More Pre-Paint Body Finishing
You can now also see how I'm taking care of the gap around the
doors. The fit wasn't perfect, so I first put waxed paper over
the canopy side, and gooped the door with a layer of epoxy with fairing
filler. (If I had more colloidal silica I would have added that too)
Then after it dried, I was able to sand it all smooth and re-sand
the outline of the door for best-fit.
- 1008.3 approx. Total hours (910.2 By Me)
This part of
building is pretty much the least gratifying part that I've come to.
It's a lot of work and re-work, with minimal "accomplishment
feeling" type moments. You can see my reworked windshield
fairing, which is/was looking much better. As I may have written
before, don't lay the fiberglass cloth all the way to the double-tape
line. The cloth will chip off when you sand it. But, I
found a trick that worked great! I sanded away about 3/4" of the
cloth, and re-applied pure epoxy film and let it run down off the
double-tape line. As it thickened, it ran less far. When it
ran, I'd just squeegie it up and let it drip down the tape again.

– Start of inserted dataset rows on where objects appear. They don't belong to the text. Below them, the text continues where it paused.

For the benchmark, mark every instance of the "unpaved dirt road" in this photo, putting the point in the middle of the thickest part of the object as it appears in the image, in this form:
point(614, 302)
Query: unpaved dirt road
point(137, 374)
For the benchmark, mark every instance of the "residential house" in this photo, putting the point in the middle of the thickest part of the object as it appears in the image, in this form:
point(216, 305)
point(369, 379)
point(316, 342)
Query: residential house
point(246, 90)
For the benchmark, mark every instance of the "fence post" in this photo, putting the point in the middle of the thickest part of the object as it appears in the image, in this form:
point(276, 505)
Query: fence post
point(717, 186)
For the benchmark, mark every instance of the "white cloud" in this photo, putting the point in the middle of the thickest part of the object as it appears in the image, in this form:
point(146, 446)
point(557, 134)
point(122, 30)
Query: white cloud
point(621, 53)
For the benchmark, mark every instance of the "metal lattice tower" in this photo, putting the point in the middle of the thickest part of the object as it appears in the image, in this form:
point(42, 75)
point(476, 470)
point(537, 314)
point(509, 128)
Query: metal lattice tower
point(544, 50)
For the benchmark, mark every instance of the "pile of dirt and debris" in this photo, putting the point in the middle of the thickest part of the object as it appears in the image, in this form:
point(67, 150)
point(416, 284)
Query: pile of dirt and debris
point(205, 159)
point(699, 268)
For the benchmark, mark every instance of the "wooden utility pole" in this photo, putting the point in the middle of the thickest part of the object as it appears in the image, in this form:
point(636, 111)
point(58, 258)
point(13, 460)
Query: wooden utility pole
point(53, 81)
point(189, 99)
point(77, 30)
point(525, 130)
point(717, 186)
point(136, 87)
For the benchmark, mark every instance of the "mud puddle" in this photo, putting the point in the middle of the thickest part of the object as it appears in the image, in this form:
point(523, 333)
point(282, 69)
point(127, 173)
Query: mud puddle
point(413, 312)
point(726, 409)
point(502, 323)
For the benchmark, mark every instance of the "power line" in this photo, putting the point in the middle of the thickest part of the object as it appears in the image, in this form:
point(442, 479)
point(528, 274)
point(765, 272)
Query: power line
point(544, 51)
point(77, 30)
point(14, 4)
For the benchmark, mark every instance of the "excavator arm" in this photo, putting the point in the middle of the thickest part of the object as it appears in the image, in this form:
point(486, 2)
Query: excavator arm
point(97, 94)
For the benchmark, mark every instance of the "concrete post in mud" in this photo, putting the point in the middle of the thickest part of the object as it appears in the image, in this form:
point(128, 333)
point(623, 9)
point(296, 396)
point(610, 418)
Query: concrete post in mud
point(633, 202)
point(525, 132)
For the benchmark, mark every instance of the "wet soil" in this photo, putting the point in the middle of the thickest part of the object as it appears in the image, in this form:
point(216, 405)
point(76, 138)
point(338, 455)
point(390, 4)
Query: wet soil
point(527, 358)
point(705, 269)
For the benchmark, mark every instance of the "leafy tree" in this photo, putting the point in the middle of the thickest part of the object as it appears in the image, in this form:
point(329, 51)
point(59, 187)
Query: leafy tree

Once it had some thickness to it and it didn't run much, I yanked
ONE strip of tape. That left a very nice epoxy edge. I
still had air bubbles, so I filled over it all with fairing filler, but
at least that final line should look nice now once I sand thru the
You can see that for a while I had some sanding helpers. The
little one claimed she'd be there to help from now on, whenever I
worked on the plane, she'd work on the plane. Hmmmm, we'll see
how that works. ;)
I then did a very rough prep of the inside of the doors, so that I
could paint them. It would take a very long time of sanding and
filling to get plain fiberglass doors to look really perfect, and I
didn't like that look anyway, so I chose to cover mine with the same
fabric I used on my headliner. I painted the door so that if
there was any visible around the outer edge of the fabric, it will be
the proper color. Also, if the fabric weave ever opens up, or I
get a tear, I won't have an ugly green fiberglass piece visible.
At the same time I painted my NACA vents. These vents are
another point that I'm hoping Van's takes and makes changes to for all
you future builders. They originally installed small vents in the
first RV-10. The vents were inadequate, so they send out larger
ones with the kit. Problem is, the larger vents are about 1/4"
too high to fit under their instrument panel, wth the NACA cutout in
the side of the cowl as-is. They need to either move the location
on their computer punching system, or better yet, leave the vent out
and let the builder place it where it fits THEIR plane the best.
The door fabric went on pretty well. You can see I had the word
"Experimental" embroidered into the fabric, and the word is
upside-down. I had this idea and then noticed that Vic Syracuse
did the same thing. It makes it so that when you open your doors,
the word is visible while boarding. Meets the legal requirements,
and looks great! Note about headliner glue: I used 3M super 77 on
the inside of the canopy, but in a couple spots it is letting go.
You should probably at least in some inaccessible locations use
the 3M General Trim Adhesive. It will hold better, but is much
harder to work with. Around the windows I'd at least start with
the super 77.
There's a couple photos of my Bob Archer Wingtip NAV (Left side
version) My main NAV is going to be an under-tail cat whiskers
style, but by NAV 2 is this Bob Archer Nav. My first impression
is, if you have the plans, and the parts, build the kit. It would take
you less than an hour EASY to throw this together if you had good plans
or photos next to you. If you're like me though, and never have
enough time, just buy the kit. Stein sells them very reasonably.
The it was back to filling around the door edges and around the
windows. This is the worst and most tedious process. Next time
out, I get to sand it all and make a huge mess. The door seams
should look pretty good when I'm done though. You can see another
photo of the PolyFiber SmoothPrime on my lower cowling. This
stuff fills those pinholes pretty well. It's very hard stuff once
it dries, so it takes a bit of sanding to get the excess off, but the
cowl should be ready for primer and paint after this step.